Aya K.H. Mahdy^1,2Valentina Schöpfel^1,2Gert Huppertz-Hauss³Gøri Perminow⁴Florian Tran^1,2Corinna Bang^1,2Johannes R Hov⁴May-Bente Bengtson⁵Petr Ricanek⁶Randi Opheim⁴Tone Bergene Aabrekk⁵Trond Espen Detlie⁷Vendel A Kristensen⁷Mathilde Poyet²Marte Lie Høivik^4,7Andre Franke²Hesham ElAbd^1,2*

• ¹Universitatsklinikum Schleswig-Holstein Campus Kiel, Kiel, Germany
• ²University of Kiel, Kiel, Germany
• ³Sykehuset Telemark HF, Skien, Norway
• ⁴Oslo universitetssykehus Rikshospitalet, Oslo, Norway
• ⁵Sykehuset i Vestfold HF, Tønsberg, Norway
• ⁶Lovisenberg Diakonale Sykehus AS, Oslo, Norway
• ⁷Universitetet i Oslo, Oslo, Norway

Crohn's disease (CD) is a clinical subset of inflammatory bowel disease that is characterized by patchy transmural inflammation across the gastrointestinal tract. Although the exact etiology remains unknown, recent findings suggest that it is a complex multifactorial disease with contributions from the host genetics and environmental factors such as the microbiome.We have shown that the T cell repertoire of CD patients harbors a group of highly expanded T cells which hints toward an antigen-mediated pathology.

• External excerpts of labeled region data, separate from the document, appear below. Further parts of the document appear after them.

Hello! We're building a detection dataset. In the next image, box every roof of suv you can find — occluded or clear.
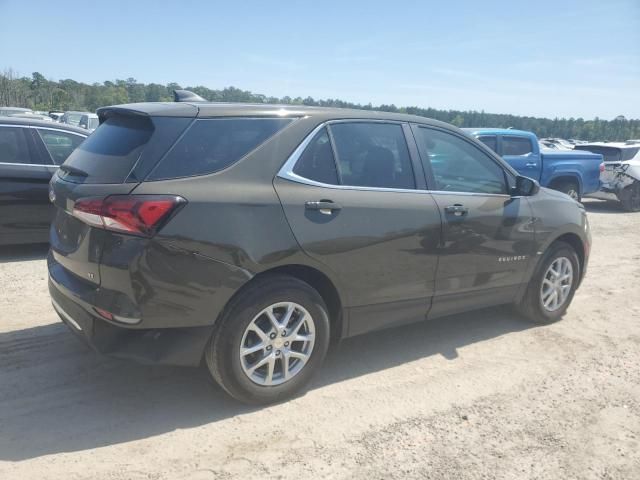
[97,102,451,128]
[462,127,534,137]
[0,116,88,133]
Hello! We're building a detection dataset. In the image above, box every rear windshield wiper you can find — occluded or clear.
[60,165,89,177]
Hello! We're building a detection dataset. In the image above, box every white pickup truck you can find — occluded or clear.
[575,142,640,212]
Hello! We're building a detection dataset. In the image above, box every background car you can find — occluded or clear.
[0,107,33,117]
[0,117,87,245]
[576,141,640,212]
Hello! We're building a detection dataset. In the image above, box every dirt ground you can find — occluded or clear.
[0,197,640,480]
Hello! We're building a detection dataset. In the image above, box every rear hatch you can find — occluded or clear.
[49,104,198,286]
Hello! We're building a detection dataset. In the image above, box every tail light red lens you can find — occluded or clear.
[73,195,186,237]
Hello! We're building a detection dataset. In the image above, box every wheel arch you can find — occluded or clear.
[221,264,347,341]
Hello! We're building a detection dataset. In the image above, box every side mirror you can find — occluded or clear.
[511,175,540,197]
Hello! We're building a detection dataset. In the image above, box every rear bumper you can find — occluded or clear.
[49,274,213,366]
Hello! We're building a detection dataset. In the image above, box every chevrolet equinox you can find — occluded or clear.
[48,97,591,403]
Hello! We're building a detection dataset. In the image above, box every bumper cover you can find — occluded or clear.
[49,276,213,366]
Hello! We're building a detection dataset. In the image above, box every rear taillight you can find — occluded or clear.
[72,195,186,236]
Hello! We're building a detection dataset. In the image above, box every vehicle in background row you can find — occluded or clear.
[48,98,591,403]
[0,107,33,117]
[78,113,99,132]
[0,117,87,245]
[540,138,575,150]
[49,110,64,122]
[11,113,53,122]
[60,110,92,127]
[576,142,640,212]
[464,128,604,201]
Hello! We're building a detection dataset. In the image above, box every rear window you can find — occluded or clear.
[149,118,292,180]
[62,116,153,183]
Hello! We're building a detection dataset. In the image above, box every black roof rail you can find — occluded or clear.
[173,90,206,102]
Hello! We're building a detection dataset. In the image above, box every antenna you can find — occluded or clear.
[173,90,206,102]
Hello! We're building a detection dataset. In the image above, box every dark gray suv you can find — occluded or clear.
[48,102,590,403]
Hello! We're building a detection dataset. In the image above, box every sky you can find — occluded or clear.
[0,0,640,119]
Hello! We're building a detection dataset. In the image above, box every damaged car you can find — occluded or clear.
[575,142,640,212]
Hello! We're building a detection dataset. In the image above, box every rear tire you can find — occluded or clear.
[516,241,580,324]
[205,275,330,405]
[551,180,582,202]
[618,180,640,212]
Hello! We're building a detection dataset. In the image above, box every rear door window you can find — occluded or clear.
[37,128,84,165]
[149,118,292,180]
[502,135,533,155]
[293,128,340,185]
[0,126,33,164]
[478,135,498,152]
[416,127,507,194]
[330,122,416,189]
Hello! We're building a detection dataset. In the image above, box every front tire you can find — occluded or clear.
[205,275,330,405]
[516,241,580,324]
[618,180,640,212]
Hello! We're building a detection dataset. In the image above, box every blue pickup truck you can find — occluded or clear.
[464,128,604,201]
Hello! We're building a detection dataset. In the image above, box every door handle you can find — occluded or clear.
[444,203,469,217]
[304,200,342,215]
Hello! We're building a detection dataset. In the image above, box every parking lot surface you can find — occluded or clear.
[0,200,640,480]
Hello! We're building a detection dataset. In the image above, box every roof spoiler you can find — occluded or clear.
[173,90,206,102]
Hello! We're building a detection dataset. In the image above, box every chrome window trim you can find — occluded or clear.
[0,162,60,168]
[276,118,512,198]
[0,123,89,139]
[34,125,89,139]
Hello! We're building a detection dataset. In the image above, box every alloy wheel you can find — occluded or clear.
[240,302,315,386]
[540,257,573,312]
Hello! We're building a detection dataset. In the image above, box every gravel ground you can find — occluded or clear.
[0,197,640,480]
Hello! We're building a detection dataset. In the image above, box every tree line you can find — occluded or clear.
[0,70,640,141]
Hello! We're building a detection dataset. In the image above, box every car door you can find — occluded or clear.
[275,121,441,335]
[0,125,55,244]
[413,125,534,317]
[498,135,542,180]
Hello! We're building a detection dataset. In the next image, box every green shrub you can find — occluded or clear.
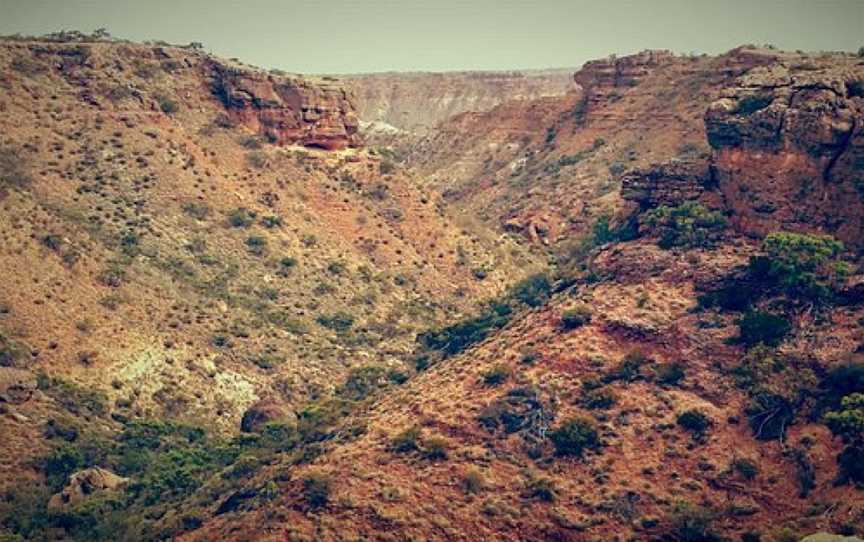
[509,274,552,307]
[303,473,332,508]
[603,349,648,383]
[482,363,513,386]
[581,387,617,410]
[654,361,685,386]
[422,437,448,461]
[336,365,392,401]
[417,305,511,357]
[522,478,558,502]
[390,426,420,454]
[670,503,724,542]
[156,94,180,115]
[246,151,267,169]
[751,232,850,301]
[736,312,792,348]
[731,457,759,480]
[549,418,600,457]
[0,147,33,188]
[643,201,726,249]
[561,303,592,330]
[261,215,282,230]
[246,235,267,256]
[676,409,711,435]
[744,391,796,440]
[315,312,354,333]
[462,468,486,493]
[228,207,257,228]
[41,444,85,492]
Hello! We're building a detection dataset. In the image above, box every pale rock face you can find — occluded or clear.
[48,467,129,510]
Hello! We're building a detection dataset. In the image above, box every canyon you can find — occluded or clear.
[0,35,864,542]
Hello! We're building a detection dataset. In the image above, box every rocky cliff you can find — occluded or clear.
[705,55,864,242]
[344,69,573,134]
[213,61,360,150]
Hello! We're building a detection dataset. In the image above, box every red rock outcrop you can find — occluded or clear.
[621,160,713,208]
[210,62,360,150]
[705,55,864,245]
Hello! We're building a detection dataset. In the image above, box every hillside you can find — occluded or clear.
[188,48,864,541]
[0,36,536,540]
[0,36,864,542]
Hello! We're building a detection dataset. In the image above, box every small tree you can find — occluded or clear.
[750,232,850,301]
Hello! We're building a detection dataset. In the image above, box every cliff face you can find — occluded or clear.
[705,56,864,246]
[209,61,360,150]
[573,50,676,104]
[344,70,573,134]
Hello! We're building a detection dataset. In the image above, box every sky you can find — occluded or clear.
[0,0,864,73]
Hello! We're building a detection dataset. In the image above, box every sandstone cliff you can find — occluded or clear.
[208,61,360,150]
[705,55,864,243]
[344,69,573,134]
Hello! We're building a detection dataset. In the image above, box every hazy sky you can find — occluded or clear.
[0,0,864,73]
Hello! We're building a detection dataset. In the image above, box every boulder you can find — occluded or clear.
[0,367,36,404]
[240,399,290,433]
[48,467,129,510]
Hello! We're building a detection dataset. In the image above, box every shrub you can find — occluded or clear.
[670,503,723,542]
[246,151,267,169]
[303,473,332,508]
[523,478,558,502]
[736,312,792,348]
[676,409,711,435]
[315,312,354,333]
[0,147,33,188]
[279,256,297,270]
[581,388,617,410]
[390,426,420,454]
[261,215,282,229]
[744,391,796,440]
[417,305,511,357]
[750,232,849,301]
[182,201,210,220]
[561,304,591,330]
[41,444,85,491]
[422,437,448,461]
[156,94,180,115]
[731,457,759,480]
[510,274,552,307]
[549,418,600,457]
[654,361,685,386]
[483,363,513,386]
[643,201,726,249]
[603,349,648,383]
[336,365,392,401]
[462,469,486,493]
[228,207,257,228]
[246,235,267,256]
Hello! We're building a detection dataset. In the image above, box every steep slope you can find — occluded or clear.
[186,45,864,541]
[407,48,836,250]
[0,41,864,542]
[0,34,536,536]
[342,69,573,138]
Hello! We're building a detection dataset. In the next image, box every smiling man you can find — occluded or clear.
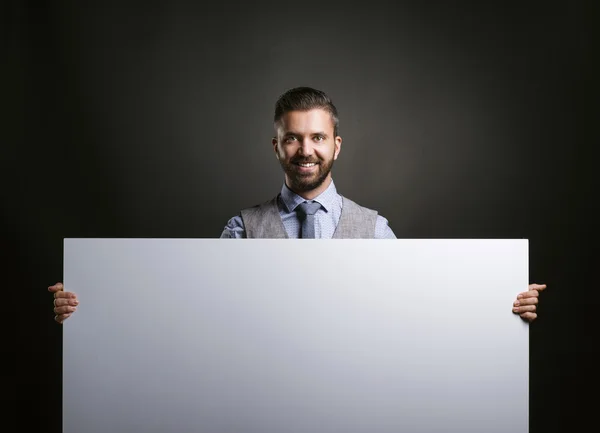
[48,87,546,323]
[221,87,396,239]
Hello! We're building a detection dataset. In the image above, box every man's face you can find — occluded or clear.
[273,108,342,194]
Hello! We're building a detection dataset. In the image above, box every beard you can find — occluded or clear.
[279,155,333,193]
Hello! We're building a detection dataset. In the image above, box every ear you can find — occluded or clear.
[271,137,279,159]
[333,135,342,160]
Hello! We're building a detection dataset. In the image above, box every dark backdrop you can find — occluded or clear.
[0,0,599,432]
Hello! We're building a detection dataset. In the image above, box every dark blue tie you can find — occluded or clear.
[296,201,321,239]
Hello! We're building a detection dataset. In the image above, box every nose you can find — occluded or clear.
[298,138,314,156]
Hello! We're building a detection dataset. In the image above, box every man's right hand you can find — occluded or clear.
[48,283,79,323]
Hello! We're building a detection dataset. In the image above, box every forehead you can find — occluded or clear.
[277,108,333,135]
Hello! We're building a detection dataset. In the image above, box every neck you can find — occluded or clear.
[285,173,332,200]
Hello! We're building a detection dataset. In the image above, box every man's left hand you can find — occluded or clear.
[513,284,546,323]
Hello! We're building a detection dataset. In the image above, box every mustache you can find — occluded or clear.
[290,158,319,164]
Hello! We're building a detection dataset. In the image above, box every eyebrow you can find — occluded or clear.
[283,131,328,137]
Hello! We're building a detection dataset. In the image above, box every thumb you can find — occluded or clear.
[48,282,64,293]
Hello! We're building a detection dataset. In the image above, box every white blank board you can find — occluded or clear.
[63,239,529,433]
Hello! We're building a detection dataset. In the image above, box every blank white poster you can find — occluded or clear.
[63,239,529,433]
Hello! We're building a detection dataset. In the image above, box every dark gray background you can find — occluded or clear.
[0,0,599,432]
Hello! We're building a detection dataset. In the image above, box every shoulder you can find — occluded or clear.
[340,195,378,218]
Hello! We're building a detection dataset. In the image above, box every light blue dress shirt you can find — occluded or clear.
[221,181,396,239]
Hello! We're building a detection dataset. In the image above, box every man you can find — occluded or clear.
[48,87,546,323]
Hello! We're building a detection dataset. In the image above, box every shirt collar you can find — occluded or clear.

To profile the immunological signature of CD at a high-resolution we simultaneously profiled the αβ and γδ T cell repertoire in addition to the B cell repertoire of both the blood and the colonic mucosa for 27 treatmentnaïve CD patients and 27 age-matched symptomatic controls. Regardless of disease, we observed multiple physiological differences between the immune repertoire of blood and colonic mucosa. Additionally, by comparing the repertoire of CD patients relative to controls, we observed different alterations that were only detected in the blood or colonic mucosa.These include a depletion of mucosal-associated invariant T (MAIT) cells in the blood repertoire, an expansion of TRAV29/DV5-TRAJ5 + clonotypes and a significant depletion of multiple IGHV3-33-IGHJ4 + and IGHV3-33-IGHJ6 + clonotypes in the blood and gut IGH repertoire of CD patients. In conclusion, our findings highlight the importance of studying the immune repertoire in a tissue-specific manner and the need to profile the T and B cell immune repertoire of gut tissues.